5. Health Care: Empower consumers with transparent price/quality information and direct financial accountability. Provide individuals a fixed pre-tax compensation carve out to purchase high deductible health savings accounts. Tax the incremental compensation and place the funds into the person’s own retirement account to fund future retirement income and health care obligations. Mandate 100% of Medicare and Medicaid recipients join private HMOs just like the pharmacy Part D benefit that guarantees the federal government 5% annual cost savings versus traditional fee for service programs, better benefits than traditional Medicare, and the same choice of physician. Eliminate price confidentiality in health care and require providers post all prices on a federal website. Allow insurers to compete across state lines. Ensure no denial for pre-existing conditions and have a small insurance tax to fund a catastrophic claims fund at the state level for individual or aggregate claims beyond a high threshold. Allow insurers to sell insurance policies in which individuals have lower cost premiums in exchange for limiting their their pain & suffering damages in the event they file medical malpractice suit one day.
6. Immigration: Allow illegal aliens with full-time jobs and no record of crime to apply for a Dream Card, a 3-5 year path to citizenship. They register with the INS; provide proof of residence and employment; pay one year of back taxes and ongoing income and Medicare/FICA taxes; and enjoy all public services though citizens have first priority on public services. These workers can apply for citizenship and have their dependents become citizens at the same time.

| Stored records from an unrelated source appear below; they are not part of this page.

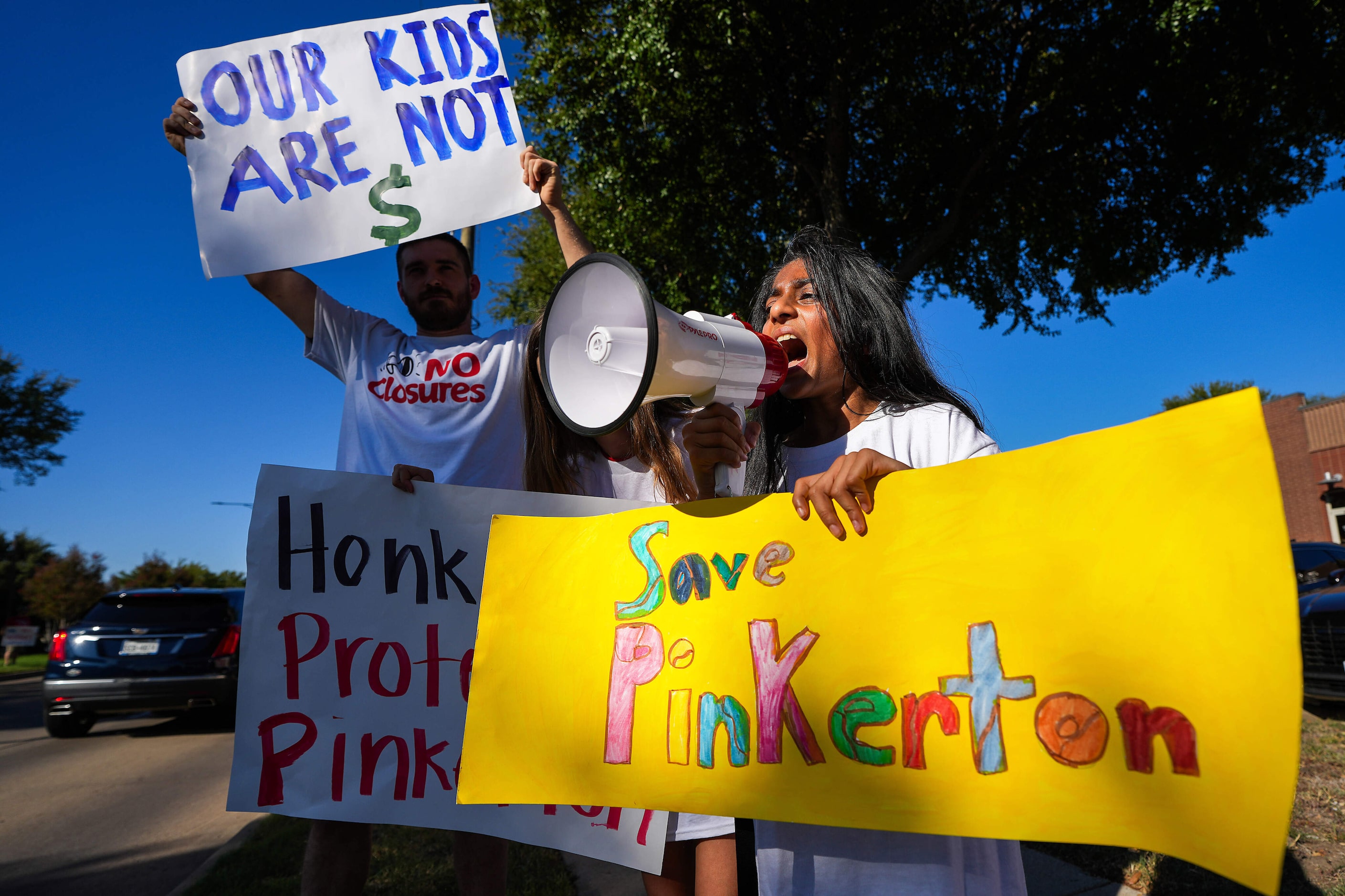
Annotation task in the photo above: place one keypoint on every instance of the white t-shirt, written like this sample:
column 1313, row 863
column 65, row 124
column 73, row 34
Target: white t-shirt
column 813, row 860
column 925, row 437
column 451, row 404
column 627, row 479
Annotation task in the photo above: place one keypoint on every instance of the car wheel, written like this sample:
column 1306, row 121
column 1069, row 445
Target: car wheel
column 73, row 726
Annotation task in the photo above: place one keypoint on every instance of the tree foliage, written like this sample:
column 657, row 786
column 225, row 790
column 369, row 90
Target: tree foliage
column 1200, row 392
column 1030, row 158
column 157, row 572
column 66, row 587
column 33, row 419
column 21, row 556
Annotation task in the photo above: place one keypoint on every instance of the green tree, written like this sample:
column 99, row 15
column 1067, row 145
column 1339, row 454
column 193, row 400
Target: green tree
column 66, row 587
column 21, row 556
column 1030, row 158
column 33, row 419
column 157, row 572
column 1200, row 392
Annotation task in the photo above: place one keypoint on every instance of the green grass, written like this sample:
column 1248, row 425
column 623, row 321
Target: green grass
column 1314, row 856
column 26, row 664
column 407, row 862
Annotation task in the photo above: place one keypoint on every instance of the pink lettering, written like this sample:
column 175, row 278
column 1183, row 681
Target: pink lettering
column 637, row 658
column 369, row 754
column 292, row 657
column 777, row 704
column 404, row 669
column 271, row 789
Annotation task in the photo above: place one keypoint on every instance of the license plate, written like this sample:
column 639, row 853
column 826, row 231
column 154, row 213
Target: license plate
column 139, row 647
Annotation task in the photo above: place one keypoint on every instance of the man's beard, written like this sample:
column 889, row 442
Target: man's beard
column 440, row 315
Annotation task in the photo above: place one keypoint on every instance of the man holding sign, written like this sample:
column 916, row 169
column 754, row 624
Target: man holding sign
column 443, row 396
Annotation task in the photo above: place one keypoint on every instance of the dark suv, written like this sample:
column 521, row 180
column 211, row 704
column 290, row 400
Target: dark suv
column 151, row 649
column 1321, row 608
column 1319, row 564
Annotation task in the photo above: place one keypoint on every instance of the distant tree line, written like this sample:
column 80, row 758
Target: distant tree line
column 38, row 582
column 1203, row 391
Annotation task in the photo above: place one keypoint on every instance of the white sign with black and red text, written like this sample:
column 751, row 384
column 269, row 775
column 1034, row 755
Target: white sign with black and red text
column 356, row 661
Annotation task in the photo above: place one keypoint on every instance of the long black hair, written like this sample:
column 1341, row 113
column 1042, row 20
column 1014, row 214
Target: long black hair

7. Rejuvenation & Relationships: Support civil unions of same-sex couples so they can enjoy employer and government benefits and legal rights. Provide state pay for performance funding to job-training programs which can rehabilitate and train certain felons, help them find full-time jobs, and monitor job continuation after the first two years. Support a person’s right to choose how to manage their personal property as well as state’s rights to define and protect the private sacrament of marriage and the rights of the unborn. I understand the support of a women’s right to choose and civil unions while also supporting states’ rights to pass laws on these subjects might seem in conflict. Ultimately, people are free to live in states which protect the rights they hold dear on either side.
Overall, an Ownership Society requires the government to serve the well-being of the people by empowering them with exercise of free choice and ownership in their labor with the express goals to reduce income inequality, strengthen freedom, and solve our fiscal crisis all at once. The Ownership Society requires elected representatives to fashion public policies that reward cooperation wherever possible between capital and labor, providers and consumers, teachers and students/families, illegal workers and citizens, and same sex and two sex couples, etc. Through cooperation, we will broaden wealth creation to more people while maximizing productive output, harmonize relations in society, and reduce the size and role of government in our lives. The Pope just needs to discover the Good News of the Ownership Society one day.